Lebih lanjut, Lisa menguraikan, pada aspek proses, keunikan dapat dilihat dari pelaksanaan pembelajarannya yang dilakukan di alam terbuka, dengan dilakukan secara in class dan outing class. Metode pembelajaran yang variarif dan gaya belajarnya yang egaliter, akan memberikan kebebasan kepada siswa untuk mengembangkan minat, bakat, dan potensinya.

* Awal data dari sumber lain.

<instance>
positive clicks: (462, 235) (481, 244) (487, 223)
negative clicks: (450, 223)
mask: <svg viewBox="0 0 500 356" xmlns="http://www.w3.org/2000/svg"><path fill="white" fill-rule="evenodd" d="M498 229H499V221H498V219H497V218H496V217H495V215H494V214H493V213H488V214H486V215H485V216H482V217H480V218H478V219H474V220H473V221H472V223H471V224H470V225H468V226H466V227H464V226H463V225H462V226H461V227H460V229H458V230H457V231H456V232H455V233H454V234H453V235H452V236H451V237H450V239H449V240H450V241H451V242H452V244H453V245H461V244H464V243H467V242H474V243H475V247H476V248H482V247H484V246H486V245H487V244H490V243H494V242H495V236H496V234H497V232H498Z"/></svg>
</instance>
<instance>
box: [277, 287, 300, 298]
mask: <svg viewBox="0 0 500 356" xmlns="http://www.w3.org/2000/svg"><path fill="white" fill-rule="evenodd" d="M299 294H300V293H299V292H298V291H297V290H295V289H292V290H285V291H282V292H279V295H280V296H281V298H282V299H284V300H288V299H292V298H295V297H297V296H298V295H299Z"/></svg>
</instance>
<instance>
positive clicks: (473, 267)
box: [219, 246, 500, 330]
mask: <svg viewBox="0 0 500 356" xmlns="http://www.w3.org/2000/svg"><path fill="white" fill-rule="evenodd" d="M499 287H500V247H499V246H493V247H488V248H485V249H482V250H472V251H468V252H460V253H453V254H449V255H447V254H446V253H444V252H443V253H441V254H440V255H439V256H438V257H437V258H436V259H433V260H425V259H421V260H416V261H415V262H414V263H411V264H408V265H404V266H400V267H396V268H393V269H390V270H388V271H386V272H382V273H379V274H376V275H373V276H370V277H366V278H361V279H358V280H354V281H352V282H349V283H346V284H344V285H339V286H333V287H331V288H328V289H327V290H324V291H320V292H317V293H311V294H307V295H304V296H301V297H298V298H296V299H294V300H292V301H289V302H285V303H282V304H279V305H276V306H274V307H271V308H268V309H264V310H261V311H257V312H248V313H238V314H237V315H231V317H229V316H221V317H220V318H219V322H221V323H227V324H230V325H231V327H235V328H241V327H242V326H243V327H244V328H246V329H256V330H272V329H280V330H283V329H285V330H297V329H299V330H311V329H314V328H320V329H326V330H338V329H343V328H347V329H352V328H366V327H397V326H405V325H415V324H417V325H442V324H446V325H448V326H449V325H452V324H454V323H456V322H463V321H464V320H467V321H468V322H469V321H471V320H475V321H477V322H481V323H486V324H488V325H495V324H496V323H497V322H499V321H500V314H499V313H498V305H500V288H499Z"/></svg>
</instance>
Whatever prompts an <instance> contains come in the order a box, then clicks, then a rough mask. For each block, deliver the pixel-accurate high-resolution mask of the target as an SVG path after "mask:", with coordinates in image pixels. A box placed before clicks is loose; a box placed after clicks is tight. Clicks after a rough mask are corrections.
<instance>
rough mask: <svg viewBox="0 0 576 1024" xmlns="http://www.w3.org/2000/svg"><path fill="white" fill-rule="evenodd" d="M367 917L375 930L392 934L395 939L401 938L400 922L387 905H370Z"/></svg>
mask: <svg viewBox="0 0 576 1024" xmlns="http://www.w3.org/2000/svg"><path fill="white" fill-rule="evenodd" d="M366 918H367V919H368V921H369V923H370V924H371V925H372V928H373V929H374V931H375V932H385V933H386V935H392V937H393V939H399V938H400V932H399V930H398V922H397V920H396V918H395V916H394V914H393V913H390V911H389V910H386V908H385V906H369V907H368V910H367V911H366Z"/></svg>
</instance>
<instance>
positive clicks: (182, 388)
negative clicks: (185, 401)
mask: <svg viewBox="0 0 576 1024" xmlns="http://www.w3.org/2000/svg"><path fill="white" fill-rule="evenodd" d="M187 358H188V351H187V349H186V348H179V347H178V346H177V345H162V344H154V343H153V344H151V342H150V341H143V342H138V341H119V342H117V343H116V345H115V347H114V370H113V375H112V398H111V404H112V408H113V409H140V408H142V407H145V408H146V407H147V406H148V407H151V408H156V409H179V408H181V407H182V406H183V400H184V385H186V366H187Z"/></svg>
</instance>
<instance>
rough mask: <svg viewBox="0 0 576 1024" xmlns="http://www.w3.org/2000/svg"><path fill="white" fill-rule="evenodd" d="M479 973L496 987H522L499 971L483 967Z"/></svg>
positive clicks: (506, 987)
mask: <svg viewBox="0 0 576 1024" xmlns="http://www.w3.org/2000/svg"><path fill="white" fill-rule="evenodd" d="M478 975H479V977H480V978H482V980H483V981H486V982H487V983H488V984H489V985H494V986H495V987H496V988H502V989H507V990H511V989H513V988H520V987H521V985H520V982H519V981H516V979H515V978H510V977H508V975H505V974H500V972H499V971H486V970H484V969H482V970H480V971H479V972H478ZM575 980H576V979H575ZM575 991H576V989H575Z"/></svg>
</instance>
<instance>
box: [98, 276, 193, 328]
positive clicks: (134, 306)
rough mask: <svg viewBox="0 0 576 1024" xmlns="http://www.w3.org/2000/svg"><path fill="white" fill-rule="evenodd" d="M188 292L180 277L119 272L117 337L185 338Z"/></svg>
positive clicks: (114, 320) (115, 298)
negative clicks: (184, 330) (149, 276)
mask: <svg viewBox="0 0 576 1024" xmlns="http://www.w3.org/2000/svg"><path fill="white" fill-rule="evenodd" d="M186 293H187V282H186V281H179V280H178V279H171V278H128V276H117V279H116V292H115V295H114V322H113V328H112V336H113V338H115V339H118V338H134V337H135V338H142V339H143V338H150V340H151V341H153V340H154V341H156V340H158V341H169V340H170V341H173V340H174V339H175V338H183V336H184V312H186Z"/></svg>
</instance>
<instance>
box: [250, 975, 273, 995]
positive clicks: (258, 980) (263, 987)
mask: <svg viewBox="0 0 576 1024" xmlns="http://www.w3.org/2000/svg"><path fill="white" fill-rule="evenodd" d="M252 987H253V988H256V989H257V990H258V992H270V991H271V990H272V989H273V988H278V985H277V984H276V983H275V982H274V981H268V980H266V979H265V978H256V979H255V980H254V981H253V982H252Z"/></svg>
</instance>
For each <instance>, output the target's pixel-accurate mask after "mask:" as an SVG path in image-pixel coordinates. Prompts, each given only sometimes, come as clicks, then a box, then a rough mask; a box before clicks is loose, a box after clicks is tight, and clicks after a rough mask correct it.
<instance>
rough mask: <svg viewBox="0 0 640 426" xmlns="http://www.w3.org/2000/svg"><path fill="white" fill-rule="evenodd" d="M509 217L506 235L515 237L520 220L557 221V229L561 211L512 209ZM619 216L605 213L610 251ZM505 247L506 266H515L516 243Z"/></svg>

Sedangkan pada aspek output, keunikan terlihat pada lulusannya yang berkarakter, mandiri, memiliki pengetahuan dan keterampilan di bidang bisnis dan wirausaha. Juga sebagian mampu membuka usaha bisnis dan wirausaha. Sebagian lainnya diterima di berbagai perguruan tinggi ternama baik di dalam maupun luar negeri.
Sementara Aldila Rahma yang juga peneliti Pusrisdik memaparkan judul “ Ekoliterasi, dari Visi ke Aksi: Kolaborasi Pengetahuan Tacit, Explicit, dan Empiris untuk Mewujudkan Eco-School Berkelanjutan”. Menurutnya, kemampuan ekoliterasi, yang artinya melek lingkungan, mengacu pada kemampuan untuk memahami posisi manusia dalam lingkungannya. ”Ekoliterasi bertujuan untuk membekali peserta didik dengan keahlian, sikap, dan tindakan agar lebih protektif terhadap lingkungan,” papar Aldila.
Ia kemudian mengungkapkan ada tiga paradigma yang menumbuhkan ekoliterasi, yaitu pendidikan lingkungan, di mana transmisi guru ke siswa. Pendidikan lingkungan ini di mana lingkungan sebagai media pembelajaran sekaligus konservasi lingkungan,” jelasnya.
Selanjutnya, ia juga menerangkan tentang tacit knowledge, yaitu pengetahuan yang ada dalam pikiran seseorang sesuai dengan pemahaman dan pengalamannya, sehingga sifatnya unik dan khas. Sedangkan explicit knowledge yaitu pengetahuan yang dikumpulkan serta diterjemahkan dalam bentuk dokumen sehingga mudah dipahami orang lain.